NATO grozi "zdecydowaną reakcją" na ostatnie wydarzenia na Bałtyku
Sekretarz generalny NATO Jens Stoltenberg zapowiedział "zdecydowaną reakcję” Sojuszu, jeśli potwierdzi się, że uszkodzenie podwodnego gazociągu Balticconnector między Estonią a Finlandią było celowym aktem sabotażu dokonanym przez stronę trzecią. Temat wycieku z gazociągu zostanie poruszony podczas spotkania ministrów obrony państw NATO, które ma miejsce w środę w Brukseli.
– Teraz ważne jest ustalenie, co się stało i jak mogło do tego dojść. Jeśli udowodni się, że był to celowy atak na krytyczną infrastrukturę NATO, będzie to poważny incydent, a NATO udzieli jednolitej i zdecydowanej odpowiedzi – powiedział Stoltenberg.
Incydent na Bałtyku
W weekend wykryto wyciek z gazociągu łączącego Finlandię i Estonię. We wtorek fiński premier Petteri Orpo powiedział, że szkody powstały w wyniku "źródła zewnętrznego”, ale odmówił spekulacji na temat tego, kto może być za to odpowiedzialny.
Według doniesień estońskiego wojska rurociąg, który został uszkodzony w niedzielę, jest pęknięty z jednej strony.

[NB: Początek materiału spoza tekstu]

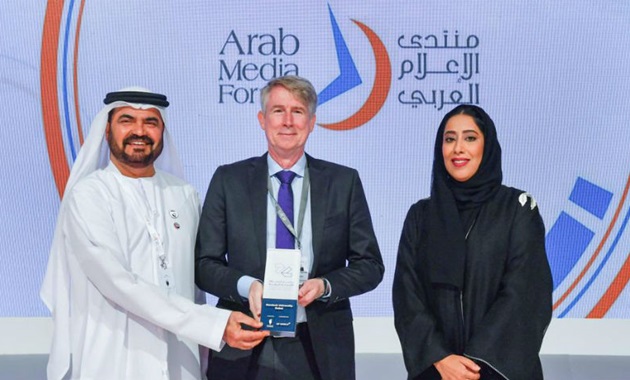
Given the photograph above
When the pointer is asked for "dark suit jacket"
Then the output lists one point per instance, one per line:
(232, 242)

– Coś przeciągnęło rurę z jednej strony na drugą. Sama rura jest pokryta betonową osłoną i wygląda na to, że ktoś ją wyrwał z boku, a beton oderwał się od uszkodzonego miejsca – powiedział dowódca estońskiej marynarki wojennej Jurij Saska.
Fińskie biuro dochodzeniowe wszczęło dochodzenie w sprawie zewnętrznych uszkodzeń rurociągu. "Nadal sprawdzamy, czy szkody powstały umyślnie czy przypadkowo" – przekazano w komunikacie, dodając, że rozmiar szkód wskazuje na celowe działanie. "Spowodowanie tego rodzaju uszkodzeń rurociągu wymaga specjalistycznej wiedzy" – podkreśliły fińskie służby.
Chociaż NATO nie obarczyło winą za incydent żadnego konkretnego podmiotu, to wielokrotnie ostrzegało, że Rosja sporządza mapę najważniejszych systemów energetycznych Zachodu. Sojusz stwierdził także, że istnieje znaczne ryzyko rosyjskich ataków na infrastrukturę krytyczną w Europie i Ameryce Północnej.